Using a CAS, I did not find any antiderivative. However, for the integral $$\int_{-\infty}^{\infty} \frac{x^2}{K+e^{x^2}}\,dx=-\frac{\sqrt{\pi } }{2 K} \text{Li}_{\frac{3}{2}}(-K)$$ where appears the polylogarithm function.
$$\int_{-\infty}^{\infty} \frac{x^2}{e^{k}+e^{x^2}}\,dx=-\frac{\sqrt{\pi }}{2} e^{-k} \,\text{Li}_{\frac{3}{2}}\left(-e^k\right)$$
I would like to add a different approach, directly connecting the integral to the field of polylogarithms (and I don't know why it wasn't mentioned within the two excellent answers already given).

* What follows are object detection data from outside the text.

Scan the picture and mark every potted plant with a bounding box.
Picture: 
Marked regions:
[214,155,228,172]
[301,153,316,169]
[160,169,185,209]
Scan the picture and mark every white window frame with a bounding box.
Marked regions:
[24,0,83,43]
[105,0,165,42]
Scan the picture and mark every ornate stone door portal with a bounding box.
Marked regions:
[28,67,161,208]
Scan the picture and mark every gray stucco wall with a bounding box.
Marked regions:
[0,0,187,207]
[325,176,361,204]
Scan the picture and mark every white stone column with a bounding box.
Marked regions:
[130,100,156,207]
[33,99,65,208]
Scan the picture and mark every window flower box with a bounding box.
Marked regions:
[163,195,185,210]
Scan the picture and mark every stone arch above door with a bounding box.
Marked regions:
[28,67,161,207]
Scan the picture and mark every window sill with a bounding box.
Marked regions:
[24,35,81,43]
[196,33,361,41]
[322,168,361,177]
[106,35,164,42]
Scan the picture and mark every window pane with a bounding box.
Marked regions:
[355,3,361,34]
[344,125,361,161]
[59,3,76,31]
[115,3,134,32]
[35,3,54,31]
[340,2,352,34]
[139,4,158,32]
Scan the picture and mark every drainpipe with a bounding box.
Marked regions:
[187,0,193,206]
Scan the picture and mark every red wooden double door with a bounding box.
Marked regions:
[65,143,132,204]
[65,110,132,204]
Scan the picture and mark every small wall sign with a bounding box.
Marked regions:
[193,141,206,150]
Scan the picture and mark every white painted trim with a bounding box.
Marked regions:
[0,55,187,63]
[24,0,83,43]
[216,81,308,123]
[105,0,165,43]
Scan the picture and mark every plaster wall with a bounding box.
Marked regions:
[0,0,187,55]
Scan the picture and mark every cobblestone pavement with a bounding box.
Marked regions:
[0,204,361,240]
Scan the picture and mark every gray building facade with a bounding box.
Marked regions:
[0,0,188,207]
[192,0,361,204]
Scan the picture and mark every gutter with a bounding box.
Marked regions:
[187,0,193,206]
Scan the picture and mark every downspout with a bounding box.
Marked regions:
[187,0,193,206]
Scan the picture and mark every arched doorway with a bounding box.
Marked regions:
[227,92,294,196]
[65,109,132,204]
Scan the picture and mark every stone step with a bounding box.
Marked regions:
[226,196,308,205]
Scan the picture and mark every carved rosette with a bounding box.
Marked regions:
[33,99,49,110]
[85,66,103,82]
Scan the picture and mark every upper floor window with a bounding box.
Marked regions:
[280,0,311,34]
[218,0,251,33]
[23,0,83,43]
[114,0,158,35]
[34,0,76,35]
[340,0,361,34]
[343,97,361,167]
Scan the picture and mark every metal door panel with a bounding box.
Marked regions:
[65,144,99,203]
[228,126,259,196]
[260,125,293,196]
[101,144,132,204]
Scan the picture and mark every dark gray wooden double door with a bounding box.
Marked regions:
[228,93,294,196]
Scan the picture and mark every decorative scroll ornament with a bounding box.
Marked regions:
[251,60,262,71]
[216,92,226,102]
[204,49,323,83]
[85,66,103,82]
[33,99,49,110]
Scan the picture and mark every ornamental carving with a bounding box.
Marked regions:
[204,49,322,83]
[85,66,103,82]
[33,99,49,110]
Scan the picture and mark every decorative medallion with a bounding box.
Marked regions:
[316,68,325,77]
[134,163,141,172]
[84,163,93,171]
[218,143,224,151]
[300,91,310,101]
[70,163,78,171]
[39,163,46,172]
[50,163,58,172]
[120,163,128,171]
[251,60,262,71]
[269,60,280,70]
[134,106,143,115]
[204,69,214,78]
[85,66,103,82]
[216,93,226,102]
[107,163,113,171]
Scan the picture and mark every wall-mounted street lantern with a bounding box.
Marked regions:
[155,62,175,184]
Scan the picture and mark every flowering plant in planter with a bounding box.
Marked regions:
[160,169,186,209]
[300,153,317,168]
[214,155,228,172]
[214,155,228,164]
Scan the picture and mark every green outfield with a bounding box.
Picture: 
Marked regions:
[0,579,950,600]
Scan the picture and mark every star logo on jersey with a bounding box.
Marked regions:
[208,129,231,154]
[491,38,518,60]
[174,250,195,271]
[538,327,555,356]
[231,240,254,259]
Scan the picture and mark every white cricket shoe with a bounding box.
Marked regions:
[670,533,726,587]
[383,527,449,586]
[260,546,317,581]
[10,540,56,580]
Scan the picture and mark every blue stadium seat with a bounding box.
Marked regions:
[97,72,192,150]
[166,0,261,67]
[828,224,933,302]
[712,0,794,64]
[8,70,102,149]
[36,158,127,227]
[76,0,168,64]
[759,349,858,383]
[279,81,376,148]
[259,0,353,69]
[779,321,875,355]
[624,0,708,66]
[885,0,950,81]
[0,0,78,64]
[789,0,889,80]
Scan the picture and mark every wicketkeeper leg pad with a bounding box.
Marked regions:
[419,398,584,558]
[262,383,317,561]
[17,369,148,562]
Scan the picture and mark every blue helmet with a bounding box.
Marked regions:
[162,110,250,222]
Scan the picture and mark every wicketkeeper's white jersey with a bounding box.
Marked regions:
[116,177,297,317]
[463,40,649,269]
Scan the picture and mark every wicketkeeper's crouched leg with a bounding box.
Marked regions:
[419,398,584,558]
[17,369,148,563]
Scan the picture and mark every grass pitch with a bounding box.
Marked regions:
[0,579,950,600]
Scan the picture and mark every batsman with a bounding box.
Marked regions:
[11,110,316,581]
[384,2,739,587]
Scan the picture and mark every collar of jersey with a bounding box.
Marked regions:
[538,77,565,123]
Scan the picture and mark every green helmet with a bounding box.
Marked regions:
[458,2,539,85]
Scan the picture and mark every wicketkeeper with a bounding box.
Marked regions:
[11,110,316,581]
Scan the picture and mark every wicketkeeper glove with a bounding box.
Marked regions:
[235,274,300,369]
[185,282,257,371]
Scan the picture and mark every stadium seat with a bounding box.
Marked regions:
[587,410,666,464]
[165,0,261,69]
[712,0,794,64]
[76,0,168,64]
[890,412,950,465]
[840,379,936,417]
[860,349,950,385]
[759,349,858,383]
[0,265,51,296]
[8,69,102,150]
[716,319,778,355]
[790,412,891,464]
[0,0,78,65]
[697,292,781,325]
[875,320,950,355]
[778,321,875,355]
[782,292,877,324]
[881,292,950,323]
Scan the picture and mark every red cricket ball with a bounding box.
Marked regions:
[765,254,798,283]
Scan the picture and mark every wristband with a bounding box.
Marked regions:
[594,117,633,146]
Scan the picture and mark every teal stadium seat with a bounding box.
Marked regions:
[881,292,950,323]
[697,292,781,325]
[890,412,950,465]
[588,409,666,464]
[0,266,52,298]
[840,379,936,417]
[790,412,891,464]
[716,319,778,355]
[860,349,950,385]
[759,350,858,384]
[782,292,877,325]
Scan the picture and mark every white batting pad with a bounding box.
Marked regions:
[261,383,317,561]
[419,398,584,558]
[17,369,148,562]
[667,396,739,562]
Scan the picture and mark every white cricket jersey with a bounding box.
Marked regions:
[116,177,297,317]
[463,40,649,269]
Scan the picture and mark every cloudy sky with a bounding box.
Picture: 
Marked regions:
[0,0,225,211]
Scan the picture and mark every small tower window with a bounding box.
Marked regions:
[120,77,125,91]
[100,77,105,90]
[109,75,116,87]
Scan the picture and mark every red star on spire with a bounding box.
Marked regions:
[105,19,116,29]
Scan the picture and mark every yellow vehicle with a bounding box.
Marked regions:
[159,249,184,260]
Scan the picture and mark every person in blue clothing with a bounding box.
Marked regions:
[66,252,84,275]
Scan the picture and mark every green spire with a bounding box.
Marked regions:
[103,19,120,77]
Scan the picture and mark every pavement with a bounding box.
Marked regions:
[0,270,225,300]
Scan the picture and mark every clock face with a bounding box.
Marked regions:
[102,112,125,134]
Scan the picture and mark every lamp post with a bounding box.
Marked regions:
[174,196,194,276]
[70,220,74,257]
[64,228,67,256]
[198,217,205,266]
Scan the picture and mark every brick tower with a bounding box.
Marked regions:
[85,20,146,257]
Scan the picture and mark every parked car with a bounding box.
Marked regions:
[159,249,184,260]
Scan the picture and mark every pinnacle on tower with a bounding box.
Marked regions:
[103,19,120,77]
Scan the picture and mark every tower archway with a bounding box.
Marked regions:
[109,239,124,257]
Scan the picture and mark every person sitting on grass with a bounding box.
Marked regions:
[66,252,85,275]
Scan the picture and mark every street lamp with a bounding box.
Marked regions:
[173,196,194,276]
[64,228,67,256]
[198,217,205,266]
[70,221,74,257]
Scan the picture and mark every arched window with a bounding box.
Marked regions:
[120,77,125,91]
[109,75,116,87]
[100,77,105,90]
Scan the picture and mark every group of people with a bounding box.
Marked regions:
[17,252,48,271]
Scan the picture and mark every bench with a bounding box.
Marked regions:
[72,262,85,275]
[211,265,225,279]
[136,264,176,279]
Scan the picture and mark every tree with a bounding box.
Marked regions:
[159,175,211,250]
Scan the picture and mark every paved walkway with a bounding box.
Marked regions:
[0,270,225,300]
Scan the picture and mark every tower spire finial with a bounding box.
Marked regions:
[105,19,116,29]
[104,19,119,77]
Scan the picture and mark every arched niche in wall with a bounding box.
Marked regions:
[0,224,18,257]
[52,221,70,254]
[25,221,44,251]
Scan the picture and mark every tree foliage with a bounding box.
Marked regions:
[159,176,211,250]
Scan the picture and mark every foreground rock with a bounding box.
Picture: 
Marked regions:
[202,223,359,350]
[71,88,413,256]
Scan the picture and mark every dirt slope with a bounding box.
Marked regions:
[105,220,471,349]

Clearly, the integrand is an even function of $x$ and thus we only need to be concerned about the interval $[0,\infty]$. Enforcing the substitution $x^2\mapsto x$ reveals the integral representation of the Polylogarithm Function as \begin{align*} \int_{-\infty}^\infty \frac{x^2}{e^{x^2}+e^k}\mathrm dx&=2\int_0^\infty \frac{x^2}{e^{x^2}+e^k}\mathrm dx\\ &=\int_0^\infty\frac{x^\frac12}{e^x+e^k}\mathrm dx\\ &=-e^{-k}\int_0^\infty\frac{x^{\frac32-1}}{e^x/(-e^k)-1}\mathrm dx\\ &=-e^{-k}\left[\Gamma\left(\frac32\right)\operatorname{Li}_\frac32\left(-e^k\right)\right] \end{align*}
$$\therefore~\int_{-\infty}^\infty \frac{x^2}{e^{x^2}+e^k}\mathrm dx~=~-\frac{\sqrt\pi }2e^{-k}\operatorname{Li}_\frac32\left(-e^k\right)$$
The last step follows by basic properties of the Gamma Function. Anyway, note that the conditions - under which this representation holds - are met and at the same time the final expression matches the ones given by the other answers. Integral representation, as the one used here, are quite helpful when dealing with integrals of the "Mellin type" as they are sometimes called (due to their relation to the Mellin Transform).